La pensée de Freud dans ce texte se formule dans un vocabulaire et parfois avec des concepts inadéquats : 1. Par exemple, alors que la pulsion de mort et le trauma au sens psychanalytique exigeraient de remettre explicitement en cause l’opposition de l’extérieur et de l’intérieur lorsqu’il s’agit de « l’appareil de l’âme », il continue d’employer ces notions sans les redéfinir explicitement. 2. Ou encore, la multiplicité de ses références à la théorie de l’Évolution en biologie s’accompagne de multiples revirements sur la question de l’homogénéité ou de l’hétérogénéité des deux champs dans lesquels il repère, explicitement, un mécanisme très proche dans l’intrication entre destruction et transformation qui se révèle inventive après coup. Or, chaque fois que Freud cède au mirage de la découverte d’une origine commune au vivant au pulsionnel, le spectre de Fliess apparaît dans son texte. Puis il s’en dégage avec quelque violence trop allusive. C’est particulièrement net lorsqu’il conjoint Schopenhauer et Fliess pour se dégager des deux en même temps mais sans s’expliquer. Et c’est alors qu’il joue à se faire philosophe en passant dans le registre du mythe platonicien d’Eros.
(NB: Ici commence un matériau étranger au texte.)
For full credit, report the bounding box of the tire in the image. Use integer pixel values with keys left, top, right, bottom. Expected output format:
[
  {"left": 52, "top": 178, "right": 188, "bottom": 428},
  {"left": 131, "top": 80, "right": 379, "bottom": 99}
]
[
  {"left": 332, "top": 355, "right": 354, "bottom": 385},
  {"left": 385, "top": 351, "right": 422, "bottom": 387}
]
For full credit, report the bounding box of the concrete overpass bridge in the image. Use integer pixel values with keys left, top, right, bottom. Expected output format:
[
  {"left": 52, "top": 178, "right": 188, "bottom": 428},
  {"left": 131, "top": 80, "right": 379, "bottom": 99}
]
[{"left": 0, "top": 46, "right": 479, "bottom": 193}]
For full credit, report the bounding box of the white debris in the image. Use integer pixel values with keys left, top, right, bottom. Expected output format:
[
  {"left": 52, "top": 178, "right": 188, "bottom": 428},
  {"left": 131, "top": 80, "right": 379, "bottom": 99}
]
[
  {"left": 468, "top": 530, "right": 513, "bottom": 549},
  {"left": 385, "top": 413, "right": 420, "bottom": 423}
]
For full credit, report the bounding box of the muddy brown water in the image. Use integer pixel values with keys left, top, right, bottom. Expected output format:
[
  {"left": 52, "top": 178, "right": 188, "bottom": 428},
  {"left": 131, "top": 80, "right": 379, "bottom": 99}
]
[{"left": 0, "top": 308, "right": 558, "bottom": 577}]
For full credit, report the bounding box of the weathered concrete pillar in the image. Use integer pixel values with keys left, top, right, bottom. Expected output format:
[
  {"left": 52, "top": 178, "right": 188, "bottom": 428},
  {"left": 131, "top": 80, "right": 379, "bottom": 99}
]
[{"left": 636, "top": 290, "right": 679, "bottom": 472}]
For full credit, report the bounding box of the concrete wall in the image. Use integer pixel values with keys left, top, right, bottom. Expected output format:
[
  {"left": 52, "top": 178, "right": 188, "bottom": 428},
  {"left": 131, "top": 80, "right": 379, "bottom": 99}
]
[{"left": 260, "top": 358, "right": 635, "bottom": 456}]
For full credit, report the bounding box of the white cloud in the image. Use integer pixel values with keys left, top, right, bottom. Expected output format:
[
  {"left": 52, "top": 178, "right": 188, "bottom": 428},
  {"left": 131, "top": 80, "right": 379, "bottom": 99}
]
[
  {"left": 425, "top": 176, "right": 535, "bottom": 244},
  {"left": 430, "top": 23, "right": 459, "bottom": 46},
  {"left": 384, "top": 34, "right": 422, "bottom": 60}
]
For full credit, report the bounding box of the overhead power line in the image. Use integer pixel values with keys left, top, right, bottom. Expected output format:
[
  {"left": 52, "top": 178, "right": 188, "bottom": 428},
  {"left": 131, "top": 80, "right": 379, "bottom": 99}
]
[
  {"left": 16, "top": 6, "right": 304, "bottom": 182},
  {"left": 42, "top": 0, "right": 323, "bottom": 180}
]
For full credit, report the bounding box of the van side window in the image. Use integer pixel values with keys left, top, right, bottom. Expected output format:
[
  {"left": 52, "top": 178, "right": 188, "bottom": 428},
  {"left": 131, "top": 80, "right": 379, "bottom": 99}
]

L’inanalysé de son rapport à Fliess trouble sa méthode si remarquable de confrontation entre la clinique et l’hypothèse. Mais ce « trouble » dans la pensée est aussi ce dont traite la discipline qu’il a créée.

Conclusions

L’enjeu épistémologique et philosophique est de réfléchir sur le statut des hypothèses dans la clinique de la vie sexuelle et dans les formations de l’inconscient. C’est pourquoi sans être une science, la psychanalyse a besoin d’un constant voisinage avec les sciences. L’enjeu de la clinique est d’approcher l’originalité de la pratique psychanalytique, qui n’est nullement une discipline impérialiste mais qui se donne les moyens d’explorer et de transformer un aspect de la réalité : la liaison entre souffrance, jouissance et culture.